На этом фоне становится понятной акция Родзянко, предпринятая в январе 1917 г. в связи с роспуском Думы. Когда председатель Совета министров показал ему три подписанных царем указа о роспуске Думы, предусматривавшие три разных варианта этого роспуска (полный роспуск и новые выборы, роспуск до окончания войны и роспуск на неопределенное время без указания даты), из которых он мог выбирать любой, Родзянко в ответ на этот шаг обратился с призывом за помощью... к Совету объединенного дворянства. «Я оказался вынужденным,— объяснял он,— искать ту организацию общественного характера, которую упразднить и заставить молчать невозможно (?) по самому существу дела». С этой целью он вызвал из Москвы Базилевского и Самарина с его товарищами по Постоянному совету князем Куракиным и Карповым и петроградского предводителя Сомова. «Разъяснив им положение вещей и возможность моего ареста (?!) и высылки, я просил в этом случае их стать на страже интересов страны... Представители дворянства вполне разделяли мою точку зрения и поняли мои опасения...» 95.
Кроме них, из Москвы прибыли Г. Е. Львов, Челноков и Коновалов 96, и вот этой «великолепной семерке», по мысли Родзянко, предстояло спасать положение. Его опасения оказались напрасными, страхи преувеличенными, а вся деятельность Самарина свелась к тому, что он испросил аудиенцию у царя, где изложил последнему
снова все то, что Николай II слышал уже десятки раз. Родзянко также сообщает, что на 19 января было решено созвать съезд «объединенного дворянства», но вряд ли это утверждение соответствует действительности: во всяком случае, в архиве Постоянного совета, полностью сохранившемся, на этот счет нет ни малейших намеков.
Свидельство Родзянко интересно и с другой стороны. Оно говорит, во-первых, о том, что в либеральном общественном мнении «объединенное дворянство» и всероссийские Земский и Городской союзы выносились за скобки единой оппозиции, и, во-вторых, дворянские организации и их Постоянный совет по-прежнему представляли в его глазах внушительную политическую силу, способную на многое. Иначе говоря, итоги XII дворянского съезда были расценены в широких помещичье-буржуазных кругах как симптом возрождения и упрочения организации.
Такое представление уже не соответствовало действительности.
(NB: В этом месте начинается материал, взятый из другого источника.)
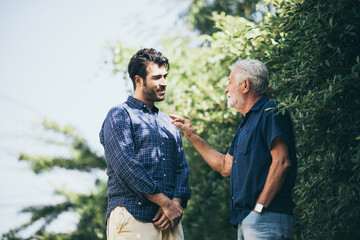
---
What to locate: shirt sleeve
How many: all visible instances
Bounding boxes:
[102,107,160,199]
[264,107,293,152]
[173,128,191,208]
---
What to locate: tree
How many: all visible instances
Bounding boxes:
[2,121,107,240]
[184,0,264,35]
[5,0,360,239]
[261,0,360,238]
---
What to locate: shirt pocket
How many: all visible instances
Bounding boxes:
[236,129,251,156]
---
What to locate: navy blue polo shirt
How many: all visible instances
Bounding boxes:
[228,96,297,226]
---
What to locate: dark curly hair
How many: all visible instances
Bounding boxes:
[128,48,170,90]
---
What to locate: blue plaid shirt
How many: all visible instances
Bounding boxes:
[99,96,191,223]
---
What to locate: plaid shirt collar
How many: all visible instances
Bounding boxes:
[126,95,159,114]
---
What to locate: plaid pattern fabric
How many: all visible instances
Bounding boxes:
[100,96,191,223]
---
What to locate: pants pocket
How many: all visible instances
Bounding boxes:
[113,207,128,233]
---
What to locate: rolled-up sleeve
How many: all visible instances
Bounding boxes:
[102,107,160,198]
[174,128,191,207]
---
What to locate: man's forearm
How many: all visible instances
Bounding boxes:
[187,133,229,176]
[256,136,291,208]
[170,114,230,177]
[144,192,172,208]
[256,156,290,208]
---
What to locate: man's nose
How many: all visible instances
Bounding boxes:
[160,78,167,86]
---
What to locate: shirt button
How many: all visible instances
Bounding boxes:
[234,161,236,164]
[161,142,164,145]
[137,201,142,206]
[164,174,166,177]
[162,158,165,161]
[232,196,234,200]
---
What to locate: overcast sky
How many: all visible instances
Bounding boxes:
[0,0,190,236]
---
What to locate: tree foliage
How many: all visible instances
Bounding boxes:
[184,0,262,35]
[262,0,360,238]
[2,121,107,240]
[4,0,360,239]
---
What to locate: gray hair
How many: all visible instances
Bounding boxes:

По всему было видно, что этот съезд был началом конца общедворянской организации: у царя позиции были подорваны, главная ударная сила — Постоянный совет — разоружен, а сами «объединенные дворяне» деморализованы.
Обладавший весьма тонким нюхом по части всяческого гниения и разложения, нововременский журналист понял это еще задолго до XII съезда. В статье с показательным заголовком «Домогательства справа» Меньшиков в связи с письмом Струкова ставит коренной вопрос: соответствует ли действительности претензия дворянства считать себя опорой России? Ответ давался резко отрицательный.
Около 200 лет «Россия была предоставлена в исключительное распоряжение „служилому сословию"», т. е. дворянству. И что же, выполнило ли оно свой долг? «К глубокому сожалению, нет». Благодаря дворянству «народ вышел из крепостного быта менее цивилизованным, чем он был в эпоху писцовых книг...». «И после освобождения власть дворянской бюрократии не прекращалась, как не прекращается она и до сих пор». Но она все больше разбавляется за счет разночинной интеллигенции. Необходимость заставляет обращаться не к званиям, а к способностям. Самой выразительной была концовка статьи: «Не хочется употреблять неприятных выражений вроде „банкротство", „крах" и т. д.», но затрудняешься обойтись без них. «Мало ли что в истории было да сплыло». Дворяне — это всего лишь один процент населения, «притом ни образованностью, ни талантами, ни героизмом дворянство уже не представляет исключения среди других обеспеченных кланов» Э7.
Это уже было похоже на отходную и, самое главное, проповедовал ее человек, альфой и омегой поведения которого было пресмыкательство перед власть имущими, человек, который незадолго до войны ядовито высмеивал претензии буржуазии занять место дворянства, награждая при этом «первенствующее сословие» всевозможными добродетелями и достоинствами.